O agrotóxico quando é jogado nas lavouras, ele não fica apenas nas plantas, ele vai pros solos, passando muitos anos ali, de onde vai para os mananciais, para as reservas de água superficiais, como rios e barragens, e subterrâneas, como os lençóis. Recentemente, um estudo constatou que há agrotóxicos até na água da torneira que chega nas casas em alguns municípios brasileiros. Então isso mostra que essas medidas em relação à liberação de mais agrotóxicos são de irresponsabilidade, são decisões que beneficiam as grandes indústrias fabricantes de agrotóxicos.

Asacom: O que fazer? Que soluções podemos resgatar ou construir para o nosso futuro?

Carvalho: Aquela frase de ordem da ASA nos diz muito: é no Semiárido que a vida pulsa, é no Semiárido que o povo resiste! Eu não vejo outra saída se não for pela resistência, se não for pela inquietude, pela capacidade de união de organização da sociedade civil, junto com mandatários como vereadores, prefeitos, governadores, deputados estaduais e federais, organizações de pesquisa e extensão. Vamos encontrar em todos esses setores pessoas que estão dispostas a lutar pelo Brasil.
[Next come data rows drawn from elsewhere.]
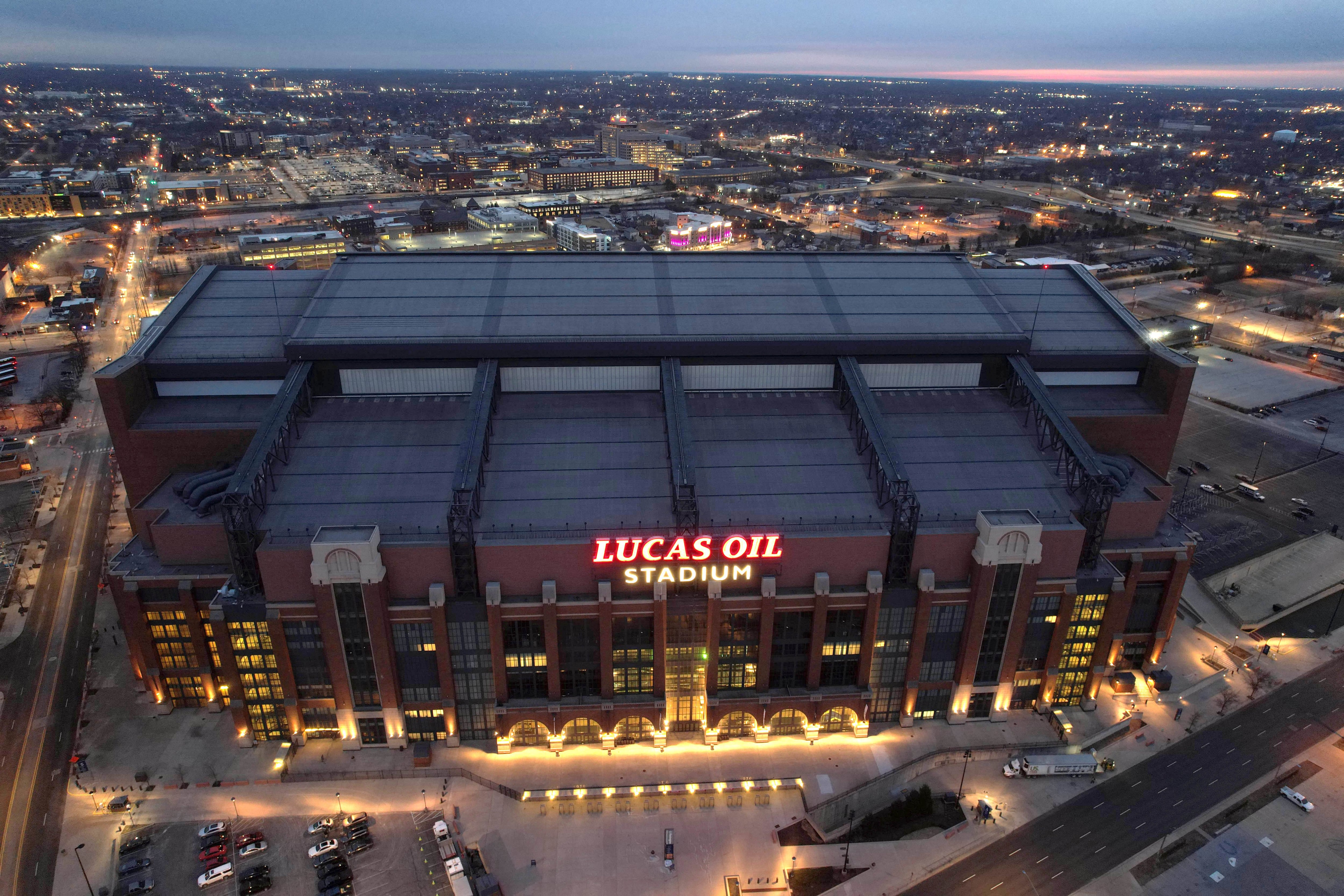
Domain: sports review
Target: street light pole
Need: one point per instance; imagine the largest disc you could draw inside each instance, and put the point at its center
(81, 868)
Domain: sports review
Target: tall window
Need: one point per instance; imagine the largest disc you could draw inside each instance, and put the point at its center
(791, 647)
(1041, 632)
(525, 659)
(1143, 612)
(417, 664)
(1080, 647)
(359, 652)
(996, 623)
(308, 658)
(171, 639)
(943, 643)
(841, 649)
(632, 655)
(256, 659)
(474, 679)
(581, 658)
(890, 662)
(740, 647)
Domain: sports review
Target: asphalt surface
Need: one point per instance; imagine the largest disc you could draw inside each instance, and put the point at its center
(1134, 809)
(42, 675)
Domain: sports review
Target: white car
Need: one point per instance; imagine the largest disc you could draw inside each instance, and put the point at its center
(1297, 800)
(320, 825)
(213, 828)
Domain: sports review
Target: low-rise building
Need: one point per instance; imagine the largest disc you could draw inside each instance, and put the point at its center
(308, 249)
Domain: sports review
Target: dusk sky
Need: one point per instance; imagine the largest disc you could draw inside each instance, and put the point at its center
(1279, 44)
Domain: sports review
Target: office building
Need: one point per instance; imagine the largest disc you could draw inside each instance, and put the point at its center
(306, 249)
(498, 498)
(593, 175)
(577, 238)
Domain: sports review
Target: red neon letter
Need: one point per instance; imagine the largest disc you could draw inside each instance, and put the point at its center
(678, 551)
(702, 549)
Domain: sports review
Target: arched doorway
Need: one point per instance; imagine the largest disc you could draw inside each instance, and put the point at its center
(634, 730)
(788, 722)
(529, 734)
(839, 719)
(581, 731)
(737, 724)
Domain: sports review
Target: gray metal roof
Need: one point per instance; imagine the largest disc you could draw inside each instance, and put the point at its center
(967, 451)
(577, 460)
(365, 461)
(234, 315)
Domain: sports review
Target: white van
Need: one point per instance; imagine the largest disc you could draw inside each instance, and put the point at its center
(216, 875)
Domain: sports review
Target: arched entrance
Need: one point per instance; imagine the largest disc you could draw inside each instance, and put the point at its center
(788, 722)
(529, 734)
(737, 724)
(634, 730)
(839, 719)
(581, 731)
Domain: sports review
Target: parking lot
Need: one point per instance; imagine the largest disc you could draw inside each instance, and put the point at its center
(393, 866)
(1229, 442)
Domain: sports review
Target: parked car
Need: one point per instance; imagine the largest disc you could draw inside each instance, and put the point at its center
(214, 876)
(320, 825)
(134, 844)
(1297, 800)
(255, 886)
(339, 876)
(213, 852)
(213, 828)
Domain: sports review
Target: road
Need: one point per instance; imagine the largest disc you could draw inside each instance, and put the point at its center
(1322, 248)
(1128, 812)
(44, 675)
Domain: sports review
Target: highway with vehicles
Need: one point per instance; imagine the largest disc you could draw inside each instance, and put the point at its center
(1128, 812)
(1320, 248)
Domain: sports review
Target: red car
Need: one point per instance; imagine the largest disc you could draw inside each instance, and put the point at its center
(214, 852)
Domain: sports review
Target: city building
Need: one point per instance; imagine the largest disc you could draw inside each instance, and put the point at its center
(501, 220)
(592, 175)
(608, 499)
(308, 249)
(578, 238)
Precisamos começar a olhar, por exemplo, quem são esses vereadores e prefeitos que a população brasileira vai escolher. Serão esses desse campo que quer destruir direitos ou do outro campo que está do lado das lutas, do cuidado com as pessoas e do bem viver?

Muita gente do Brasil ainda não entendeu o que está acontecendo. Tem hora que parece torcida de time de futebol - que pode ser o pior do mundo e ainda assim o torcedor defende com unhas e dentes. É do ponto de vista da experimentação, da divulgação, da comunicação… uma comunicação que seja democrática, responsável, que traga a informação para sociedade do que é possível ser feito. Eu acho que a comunicação pode cumprir deve cumprir um papel muito importante. Tão como a educação que é uma grande mola propulsora das mudanças de paradigma, das mudanças de consciência e de ação. Em resumo, é união. É continuar mobilizando com a sociedade.